Keep in mind though... if you're going to broadcast smaller names such as I will be doing when I start looking into running my own servers, that if they don't go through ASCAP or BMI, you have to go through whatever organization they go through, and if they don't you have to have expressive written permission from the copyright owner themselves.

Hope that clears it up :-)

(So either pay your fees, or go through a company that has pre-existing contracts that cover your liability to pay fees)


FOR COMPLETE INFORMATION: Search for and read the "Digital Millennium Copyright Act"

IanS
4-9-04, 05:18 AM
Originally posted by BeenBusted
FOR COMPLETE INFORMATION: Search for and read the "Digital Millennium Copyright Act"
That Act will apply to the USA I assume (I'm too lazy to look for it :))
Again, I assume that the TOS of PW state something to the effect that "the laws of the United States shall apply." But where does that leave a site that does something legal in the USA and illegal in their home country?

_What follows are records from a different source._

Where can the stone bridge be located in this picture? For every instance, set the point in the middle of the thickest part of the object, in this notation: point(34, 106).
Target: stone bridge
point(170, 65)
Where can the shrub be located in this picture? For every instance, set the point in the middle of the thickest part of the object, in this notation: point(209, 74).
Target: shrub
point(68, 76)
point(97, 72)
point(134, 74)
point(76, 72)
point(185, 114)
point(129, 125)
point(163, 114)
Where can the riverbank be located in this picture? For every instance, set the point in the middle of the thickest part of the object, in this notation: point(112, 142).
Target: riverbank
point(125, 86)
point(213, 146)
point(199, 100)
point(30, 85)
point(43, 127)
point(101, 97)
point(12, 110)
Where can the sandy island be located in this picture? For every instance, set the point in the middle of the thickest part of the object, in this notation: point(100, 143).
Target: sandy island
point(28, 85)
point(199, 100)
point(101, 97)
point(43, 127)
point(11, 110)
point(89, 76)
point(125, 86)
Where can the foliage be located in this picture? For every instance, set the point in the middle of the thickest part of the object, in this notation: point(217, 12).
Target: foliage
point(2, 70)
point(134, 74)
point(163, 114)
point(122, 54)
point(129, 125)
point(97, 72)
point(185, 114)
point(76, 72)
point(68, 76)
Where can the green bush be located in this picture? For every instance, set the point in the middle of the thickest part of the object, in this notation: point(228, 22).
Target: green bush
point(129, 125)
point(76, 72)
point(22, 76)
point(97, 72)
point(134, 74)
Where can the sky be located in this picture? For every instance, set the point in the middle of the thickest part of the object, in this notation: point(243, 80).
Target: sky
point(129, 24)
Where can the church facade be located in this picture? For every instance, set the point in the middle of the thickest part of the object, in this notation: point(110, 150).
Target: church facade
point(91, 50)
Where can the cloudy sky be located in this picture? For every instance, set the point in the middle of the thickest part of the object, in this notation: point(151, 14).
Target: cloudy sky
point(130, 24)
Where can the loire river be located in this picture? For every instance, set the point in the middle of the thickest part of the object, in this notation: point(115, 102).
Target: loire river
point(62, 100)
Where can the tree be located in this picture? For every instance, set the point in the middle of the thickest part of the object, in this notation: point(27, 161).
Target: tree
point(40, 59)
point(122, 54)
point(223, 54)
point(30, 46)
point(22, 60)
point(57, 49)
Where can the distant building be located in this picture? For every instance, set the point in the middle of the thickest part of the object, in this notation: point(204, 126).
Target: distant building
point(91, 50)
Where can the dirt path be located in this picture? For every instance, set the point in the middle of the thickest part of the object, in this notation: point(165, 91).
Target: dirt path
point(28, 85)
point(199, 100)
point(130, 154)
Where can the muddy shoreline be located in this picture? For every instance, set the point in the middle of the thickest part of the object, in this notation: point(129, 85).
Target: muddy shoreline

Granted most western countries will have similar laws but the timescale for their introduction is going to be quite a few years (as we've found within the EU).
Where does a site hosted in the USA but 'published' from elsewhere stand - and what if there is a conflict such that the site would be illegal if hosted in the 'home' country, but is 'legal and allowed on PW'?
(I realise that answers will not be legal opinions but I'm interested in peoples views.)